In particular, a massive increase in the number of broadband Internet access subscribers has advanced Belarus to the first position among the Customs Union states in the number of broadband Internet access subscribers per 100 capita. In Belarus the figure stands at 29.41 per 100 residents, the figure is 16.53 in Russia and 11.5 in Kazakhstan. The ratio of households that use broadband Internet access (wired and wireless) in the total number of households amounted to 83.7 per 100 in 2013 (56.5 in Russia and 51.6 in Kazakhstan).

Belarus is the traditional leader in the ratio of households that use conventional phones and in the density of primary phones per 100 residents. While the number of wired phone communication subscribers has been falling for a long time in most countries, in Belarus the number of wired phone communication subscribers increases every year, stressed Beltelecom.

The density of wired phone lines (the number of primary phones without payphones) was about 47 per 100 residents in Belarus, 28.1 in Russia, and 25.8 in Kazakhstan.

The Regional Commonwealth in the Field of Communications was established by the heads of telecommunication administrations of the CIS states in Moscow in December 1991. The organization is meant to enable cooperation in the area of electric and postal communication on a voluntary basis, principles of mutual respect and sovereignty.

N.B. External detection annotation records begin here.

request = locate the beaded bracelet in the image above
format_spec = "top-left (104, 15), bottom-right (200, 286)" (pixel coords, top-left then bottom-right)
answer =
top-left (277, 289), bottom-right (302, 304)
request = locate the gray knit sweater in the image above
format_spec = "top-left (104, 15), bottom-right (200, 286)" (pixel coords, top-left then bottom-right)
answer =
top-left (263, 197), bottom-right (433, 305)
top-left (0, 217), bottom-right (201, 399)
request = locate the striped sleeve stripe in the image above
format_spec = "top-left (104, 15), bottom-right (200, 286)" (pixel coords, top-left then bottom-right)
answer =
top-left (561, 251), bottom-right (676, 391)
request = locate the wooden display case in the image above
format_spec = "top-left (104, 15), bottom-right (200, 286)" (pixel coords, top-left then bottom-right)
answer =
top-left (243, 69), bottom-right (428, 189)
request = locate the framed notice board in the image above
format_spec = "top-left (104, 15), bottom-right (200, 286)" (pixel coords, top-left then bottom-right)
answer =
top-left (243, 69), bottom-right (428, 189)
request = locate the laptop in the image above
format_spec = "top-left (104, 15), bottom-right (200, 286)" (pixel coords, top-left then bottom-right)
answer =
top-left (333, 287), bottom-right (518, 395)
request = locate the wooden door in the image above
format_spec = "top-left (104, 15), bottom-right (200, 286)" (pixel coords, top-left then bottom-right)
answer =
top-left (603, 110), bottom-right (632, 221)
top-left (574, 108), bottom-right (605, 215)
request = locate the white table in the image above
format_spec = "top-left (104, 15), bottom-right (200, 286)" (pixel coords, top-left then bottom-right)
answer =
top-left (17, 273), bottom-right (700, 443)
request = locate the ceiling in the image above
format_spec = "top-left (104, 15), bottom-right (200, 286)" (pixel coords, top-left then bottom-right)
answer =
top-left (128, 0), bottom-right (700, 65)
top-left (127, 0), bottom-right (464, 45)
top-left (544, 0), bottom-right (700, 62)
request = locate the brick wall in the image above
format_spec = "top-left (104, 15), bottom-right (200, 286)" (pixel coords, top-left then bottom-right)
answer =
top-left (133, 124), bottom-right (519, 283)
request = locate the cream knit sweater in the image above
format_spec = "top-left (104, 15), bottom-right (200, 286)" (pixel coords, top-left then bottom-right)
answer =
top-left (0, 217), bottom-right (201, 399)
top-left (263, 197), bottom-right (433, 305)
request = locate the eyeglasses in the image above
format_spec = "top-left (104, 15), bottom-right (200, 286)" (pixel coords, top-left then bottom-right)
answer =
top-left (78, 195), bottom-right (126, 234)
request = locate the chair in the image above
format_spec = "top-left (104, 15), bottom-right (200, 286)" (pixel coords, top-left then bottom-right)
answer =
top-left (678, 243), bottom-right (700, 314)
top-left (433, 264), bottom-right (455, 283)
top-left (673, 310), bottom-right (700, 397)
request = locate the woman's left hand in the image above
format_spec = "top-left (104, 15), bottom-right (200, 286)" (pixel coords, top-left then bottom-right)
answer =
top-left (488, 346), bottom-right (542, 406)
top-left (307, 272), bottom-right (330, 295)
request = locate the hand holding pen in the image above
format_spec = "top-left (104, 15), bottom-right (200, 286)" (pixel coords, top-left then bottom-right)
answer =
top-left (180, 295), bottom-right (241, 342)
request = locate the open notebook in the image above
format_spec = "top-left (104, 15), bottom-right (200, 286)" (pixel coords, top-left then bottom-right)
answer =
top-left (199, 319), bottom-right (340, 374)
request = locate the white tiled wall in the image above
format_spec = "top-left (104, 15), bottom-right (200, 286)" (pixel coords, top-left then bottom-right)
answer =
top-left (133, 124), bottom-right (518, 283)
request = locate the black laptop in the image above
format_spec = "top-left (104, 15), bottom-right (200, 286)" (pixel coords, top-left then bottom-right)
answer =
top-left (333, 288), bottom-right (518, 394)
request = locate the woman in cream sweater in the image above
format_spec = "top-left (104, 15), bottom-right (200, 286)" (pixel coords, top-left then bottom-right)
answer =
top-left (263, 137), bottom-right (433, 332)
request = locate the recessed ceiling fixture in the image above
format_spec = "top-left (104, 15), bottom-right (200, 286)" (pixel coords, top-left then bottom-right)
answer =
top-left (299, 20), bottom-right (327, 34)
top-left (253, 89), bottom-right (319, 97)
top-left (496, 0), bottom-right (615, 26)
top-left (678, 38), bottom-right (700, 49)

Beltelecom has been a member of the Council of Telecommunication Operators of the Regional Commonwealth in the Field of Communications since its inception.

The first session of the working group on switching member states of the Regional Commonwealth in the Field of Communications to the sixth-generation Internet protocol (IPv6) under the Council of Telecommunication Operators took place at Beltelecom premises on 30 September.

Specialists explained that the new Internet protocol is vital for the World Wide Web because the number of free addresses available via the fourth-generation Internet protocol (IPv4) has been virtually exhausted. The number of devices that connect to the Internet rises every day causing IP address shortages. BelTA has been told that IPv6 has been developed to fix a number of problems that plague its predecessor. The limited number of unique addresses is the key problem. IPv4 offers 4.3 billion unique global addresses while IPv6 offers 3.4x1038 unique global addresses.